Nach einer Äußerung von Trainer Dabrowski ist er wieder auf der Suche nach einem „Wandstürmer“, also nach einem Doumbouya mit besser Abschlussquote. Allerdings wird dieser schwerer zu finden sein, so dass Doumbouya von dem aussortierten Trio noch die besten Chancen hat, in den Kader zu rutschen. Auf jeden Fall nicht mehr dabei ist Ron Berlinski, der sich mit Vonic und Doumbouya die Position teilte. Der Mentalitätsspieler ist sicherlich neben dem Platz ein guter Typ, aber seine technischen Unzulänglichkeiten, welche schon im ersten Jahr offensichtlich waren, konnte er in der Folgesaison gar nicht mehr verdecken. Teilweise wirkte Berlinski wie ein Fremdkörper und übertrieb es mit seinem Einsatz so sehr, dass er sich im Spiel gegen Unterhaching im eigenen Strafraum für eine völlige Unachtsamkeit die rote Karte abholte. Dies war der Anfang vom Ende für Berlinski, welcher aber noch im Pokalfinale gegen RW Oberhausen sich mit einem Treffer verabschieden durfte.

Ron Berlinski hat mittlerweile einen neuen Arbeitsplatz gefunden.
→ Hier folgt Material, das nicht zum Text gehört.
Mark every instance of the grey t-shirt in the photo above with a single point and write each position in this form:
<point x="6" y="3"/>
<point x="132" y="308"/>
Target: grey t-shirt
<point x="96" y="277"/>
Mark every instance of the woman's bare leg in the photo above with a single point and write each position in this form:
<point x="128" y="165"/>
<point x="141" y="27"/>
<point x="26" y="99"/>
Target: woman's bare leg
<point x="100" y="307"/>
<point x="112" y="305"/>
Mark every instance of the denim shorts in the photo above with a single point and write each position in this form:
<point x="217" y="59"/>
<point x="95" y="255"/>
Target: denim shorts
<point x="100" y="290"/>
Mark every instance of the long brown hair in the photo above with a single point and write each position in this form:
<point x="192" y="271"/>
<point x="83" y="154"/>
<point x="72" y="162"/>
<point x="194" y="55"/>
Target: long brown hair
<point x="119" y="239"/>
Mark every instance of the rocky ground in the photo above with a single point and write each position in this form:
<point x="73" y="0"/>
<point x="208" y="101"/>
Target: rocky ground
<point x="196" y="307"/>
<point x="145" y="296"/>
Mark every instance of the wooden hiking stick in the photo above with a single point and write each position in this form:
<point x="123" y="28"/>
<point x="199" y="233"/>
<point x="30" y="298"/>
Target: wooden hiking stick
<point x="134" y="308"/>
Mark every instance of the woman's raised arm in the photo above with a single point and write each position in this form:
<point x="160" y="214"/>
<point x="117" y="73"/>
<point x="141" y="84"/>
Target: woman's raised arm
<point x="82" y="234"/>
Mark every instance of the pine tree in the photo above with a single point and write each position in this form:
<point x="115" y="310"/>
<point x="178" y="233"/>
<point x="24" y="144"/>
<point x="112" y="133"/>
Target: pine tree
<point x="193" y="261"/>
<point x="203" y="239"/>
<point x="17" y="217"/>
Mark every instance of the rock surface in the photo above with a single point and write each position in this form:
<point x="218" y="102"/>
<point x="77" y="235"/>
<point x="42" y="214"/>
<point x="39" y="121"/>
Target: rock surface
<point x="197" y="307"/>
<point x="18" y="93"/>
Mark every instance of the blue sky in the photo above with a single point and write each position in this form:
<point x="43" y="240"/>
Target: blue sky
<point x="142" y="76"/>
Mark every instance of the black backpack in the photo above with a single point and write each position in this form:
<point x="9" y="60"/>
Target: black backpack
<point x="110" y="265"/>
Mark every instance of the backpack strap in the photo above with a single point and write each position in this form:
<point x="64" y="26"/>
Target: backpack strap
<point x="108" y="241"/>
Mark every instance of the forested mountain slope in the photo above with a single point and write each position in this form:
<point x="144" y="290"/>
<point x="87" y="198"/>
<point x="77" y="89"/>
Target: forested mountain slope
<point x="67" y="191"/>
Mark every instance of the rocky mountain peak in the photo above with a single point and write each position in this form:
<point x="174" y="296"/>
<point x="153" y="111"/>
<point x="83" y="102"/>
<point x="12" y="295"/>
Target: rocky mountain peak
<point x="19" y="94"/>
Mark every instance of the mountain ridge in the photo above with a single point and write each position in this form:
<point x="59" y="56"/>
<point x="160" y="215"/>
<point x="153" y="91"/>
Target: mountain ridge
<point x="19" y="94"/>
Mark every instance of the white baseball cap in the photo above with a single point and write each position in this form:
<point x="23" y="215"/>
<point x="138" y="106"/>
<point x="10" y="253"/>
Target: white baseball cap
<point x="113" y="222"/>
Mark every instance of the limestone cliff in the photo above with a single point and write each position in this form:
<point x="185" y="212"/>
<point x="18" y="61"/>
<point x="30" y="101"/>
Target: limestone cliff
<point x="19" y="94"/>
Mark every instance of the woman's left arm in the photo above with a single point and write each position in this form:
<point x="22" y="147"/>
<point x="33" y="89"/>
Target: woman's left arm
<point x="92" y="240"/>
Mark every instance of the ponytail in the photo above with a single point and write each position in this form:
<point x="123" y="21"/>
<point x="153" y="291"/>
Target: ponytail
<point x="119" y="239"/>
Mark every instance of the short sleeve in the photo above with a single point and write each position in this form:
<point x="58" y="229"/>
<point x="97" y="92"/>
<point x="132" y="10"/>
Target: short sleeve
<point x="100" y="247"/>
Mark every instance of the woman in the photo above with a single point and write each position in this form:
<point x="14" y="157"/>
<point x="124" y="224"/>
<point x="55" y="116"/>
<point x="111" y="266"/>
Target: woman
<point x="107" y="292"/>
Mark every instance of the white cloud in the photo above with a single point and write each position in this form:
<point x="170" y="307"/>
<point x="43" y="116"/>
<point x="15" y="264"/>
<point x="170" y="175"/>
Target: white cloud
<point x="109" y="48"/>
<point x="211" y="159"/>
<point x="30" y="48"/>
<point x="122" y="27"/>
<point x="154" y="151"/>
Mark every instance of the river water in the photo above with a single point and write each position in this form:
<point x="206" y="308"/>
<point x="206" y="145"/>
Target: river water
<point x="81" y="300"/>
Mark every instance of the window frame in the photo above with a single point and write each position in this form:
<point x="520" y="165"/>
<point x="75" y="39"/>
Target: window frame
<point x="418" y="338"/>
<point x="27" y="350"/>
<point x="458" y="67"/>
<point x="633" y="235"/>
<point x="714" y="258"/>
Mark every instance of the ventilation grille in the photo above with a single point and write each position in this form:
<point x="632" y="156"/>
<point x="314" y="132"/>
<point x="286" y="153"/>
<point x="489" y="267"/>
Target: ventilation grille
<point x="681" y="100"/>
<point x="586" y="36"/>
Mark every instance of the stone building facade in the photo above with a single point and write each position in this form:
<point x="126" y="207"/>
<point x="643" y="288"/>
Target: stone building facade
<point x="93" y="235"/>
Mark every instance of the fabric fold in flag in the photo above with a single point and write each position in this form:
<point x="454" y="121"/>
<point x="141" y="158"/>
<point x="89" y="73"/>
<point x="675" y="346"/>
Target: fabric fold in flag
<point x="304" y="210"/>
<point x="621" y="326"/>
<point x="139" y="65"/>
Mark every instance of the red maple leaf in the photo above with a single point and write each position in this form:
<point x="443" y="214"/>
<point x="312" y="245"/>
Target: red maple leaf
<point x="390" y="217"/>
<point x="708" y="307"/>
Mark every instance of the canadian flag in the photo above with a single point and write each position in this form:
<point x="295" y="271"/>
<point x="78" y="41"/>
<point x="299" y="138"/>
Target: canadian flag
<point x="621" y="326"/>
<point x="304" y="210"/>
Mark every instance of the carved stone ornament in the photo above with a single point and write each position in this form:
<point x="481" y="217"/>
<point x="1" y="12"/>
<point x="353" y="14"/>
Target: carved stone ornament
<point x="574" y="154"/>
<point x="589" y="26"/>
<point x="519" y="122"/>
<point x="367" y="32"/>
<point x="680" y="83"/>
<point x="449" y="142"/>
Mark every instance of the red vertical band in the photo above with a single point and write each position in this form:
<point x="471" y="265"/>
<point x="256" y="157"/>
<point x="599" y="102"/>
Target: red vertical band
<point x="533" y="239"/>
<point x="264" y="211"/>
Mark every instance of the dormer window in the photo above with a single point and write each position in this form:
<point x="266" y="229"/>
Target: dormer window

Er wechselt zu Kickers Offenbach und damit zu unserem Ex-Coach Christian Neidhart, der in sicherlich für das Unternehmen Aufstieg gut gebrauchen kann. Alles Gute dafür an Ron Berlinski und Danke für Deinen Einsatz!

Auch für die Besetzung dieser Position gab der Verein nur das Minimalziel aus, es soll nur noch ein weiterer Stürmer kommen. Eigentlich wäre die Mannschaft mit zwei weiteren Stürmern gut beraten, aber dafür fehlt das Geld und der Markt gibt für die gesuchten Anforderungen wenig her.

Betrachtet man das bisherige Transfergeschehen, so sucht RWE schon ganz genau nach „Mr. Right“, wenn man bedenkt, welche Möglichkeiten man schon ausgeschlagen hat. Hier wollen die Verantwortlichen definitiv ein Upgrade zu Doumbouya und keinen einfachen Ersatz, der viel Geld kostet und die Mannschaft nicht weiterbringt.